Its funny how we cant use VPNs but companies will go to the country with the lowest wages to get workers.
Companies are free to use labor from anywhere, but make sure we can’t get their products from anywhere.
I mean no one is stopping you from moving to another country.
Oooo, lies
I’ve never seen a company SO devoted to get me to not use their service. $2-$3 a month is worth not seeing ads in my mind. They’ve made their website SO user hostile and their prices are just too damned high to justify paying them - I can just go without.
If I could get Youtube Premium for $2-3, I’d probably pay. I don’t use it enough to justify spending $10 or whatever it is these days, so I block ads. If that stops working, I’ll stop watching Youtube.
I would even pay the 11,99€, in fact I did in the past. Youtube’s algorithms made me stop.
Spotify for example caters to my preferences. It took a bit to train it, but the weekly selection is spot on with lots of a variety, and they don’t try to shove pop music or other mainstream stuff into my face.
YouTube tries to suckme into a shit hole of craziness at every turn. It tries to make people dumber.
Makes sense and probably all companies that do regional pricing have a rule for this, Steam explicitly states to not do this as well
You agree that you will not use IP proxying or other methods to disguise the place of your residence, whether to circumvent geographical restrictions on game content, to order or purchase at pricing not applicable to your geography, or for any other purpose. If you do this, Valve may terminate your access to your Account.
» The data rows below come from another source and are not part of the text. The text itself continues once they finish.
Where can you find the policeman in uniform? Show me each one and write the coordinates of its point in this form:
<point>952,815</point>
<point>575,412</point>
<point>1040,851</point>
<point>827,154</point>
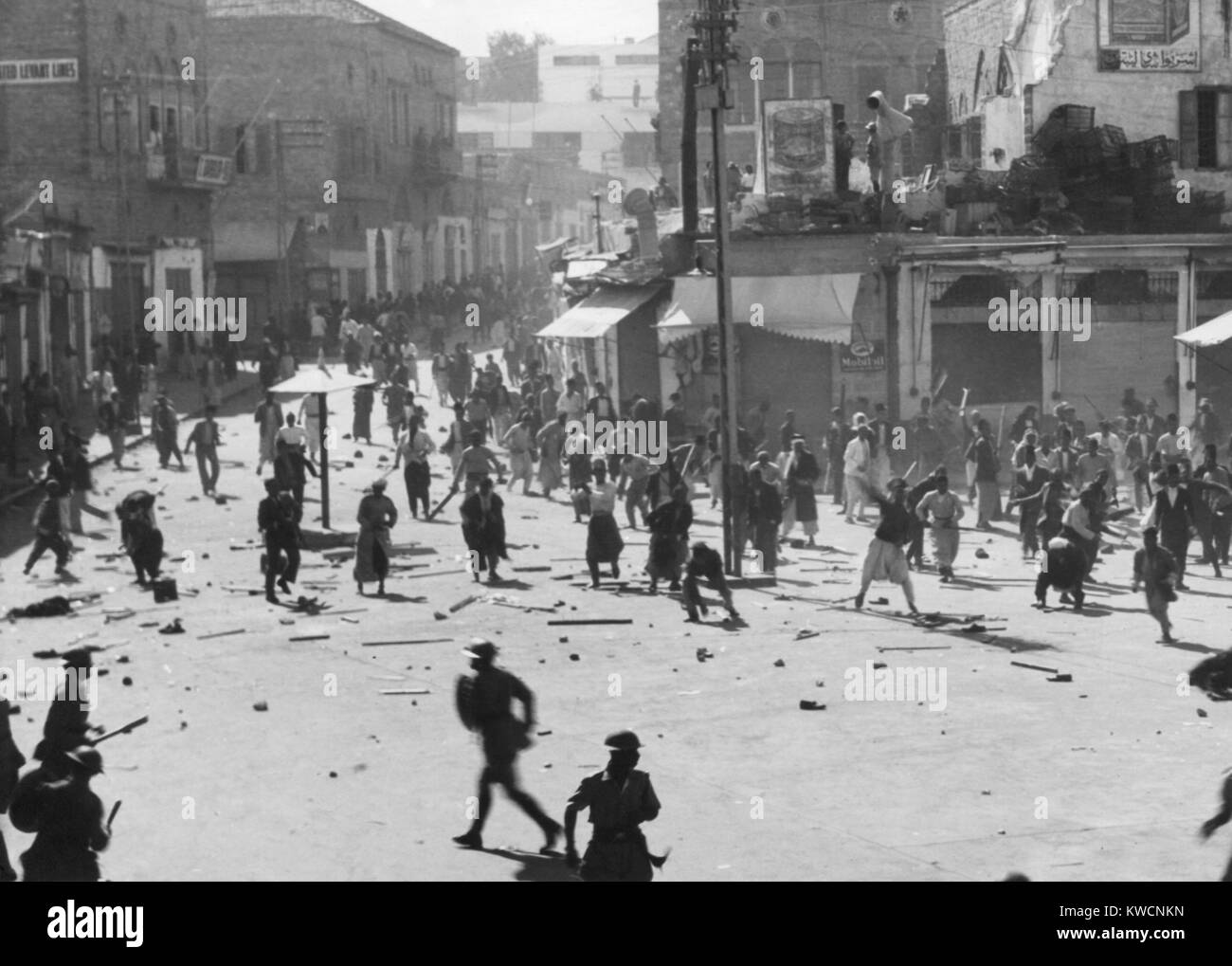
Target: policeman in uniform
<point>489,699</point>
<point>66,818</point>
<point>279,519</point>
<point>620,798</point>
<point>68,718</point>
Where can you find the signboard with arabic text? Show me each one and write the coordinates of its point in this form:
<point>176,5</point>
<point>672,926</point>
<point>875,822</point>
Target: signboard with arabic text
<point>1150,35</point>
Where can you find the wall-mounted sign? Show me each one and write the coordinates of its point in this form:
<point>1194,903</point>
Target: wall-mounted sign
<point>797,139</point>
<point>863,356</point>
<point>38,72</point>
<point>213,169</point>
<point>1149,35</point>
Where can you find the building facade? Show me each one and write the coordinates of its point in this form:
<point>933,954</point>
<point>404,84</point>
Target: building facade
<point>612,73</point>
<point>1153,68</point>
<point>106,173</point>
<point>346,167</point>
<point>834,49</point>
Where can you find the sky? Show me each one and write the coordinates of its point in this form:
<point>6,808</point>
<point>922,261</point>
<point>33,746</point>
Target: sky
<point>466,24</point>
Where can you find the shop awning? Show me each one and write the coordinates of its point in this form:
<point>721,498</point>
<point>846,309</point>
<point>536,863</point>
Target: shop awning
<point>250,241</point>
<point>816,307</point>
<point>1216,332</point>
<point>594,316</point>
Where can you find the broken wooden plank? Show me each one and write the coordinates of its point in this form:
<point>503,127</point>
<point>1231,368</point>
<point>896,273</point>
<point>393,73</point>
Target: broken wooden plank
<point>223,633</point>
<point>464,603</point>
<point>411,641</point>
<point>590,620</point>
<point>1034,666</point>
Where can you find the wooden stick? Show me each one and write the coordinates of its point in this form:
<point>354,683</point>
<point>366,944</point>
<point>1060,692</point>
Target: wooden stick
<point>1034,666</point>
<point>415,641</point>
<point>434,574</point>
<point>124,730</point>
<point>591,620</point>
Thinking how this affects the people living in those countries is the best solution
Blows my mind that to this day, companies don’t realize it’s a service issue. Like it’s straight up regressed. Adobe and Microsoft used to encourage piracy to help their bottom line. Now you have stupid PMs who realize they can get a good performance review by talking about how much money they’ll make/save from doing stuff like this
This really is not a service issue. This is not a privacy issue.
YouTube as a service is … actually a great service, it pays creators well, it’s fast, it has decades of content, and it has tons of features.
It’s monetized with ads, you either watch those ads or you pay them. Using a VPN to get a lower price on the subscription is not a service issue, that’s abuse of regional pricing, and no company would accept that.
Using a VPN to get a lower price on the subscription is not a service issue, that’s abuse of regional pricing, and no company would accept that.
The internet’s most beloved company, Steam, also bans people for abusing the store using VPNs. So as much as I hate Google, i find nothing wrong with this.
that’s abuse of regional pricing
More like regional pricing is an attempt to maximise value extraction from consumers to best exploit their near monopoly. The abuse is by Google, and savvy consumers are working around the abuse, and then getting hit by more abuse from Google.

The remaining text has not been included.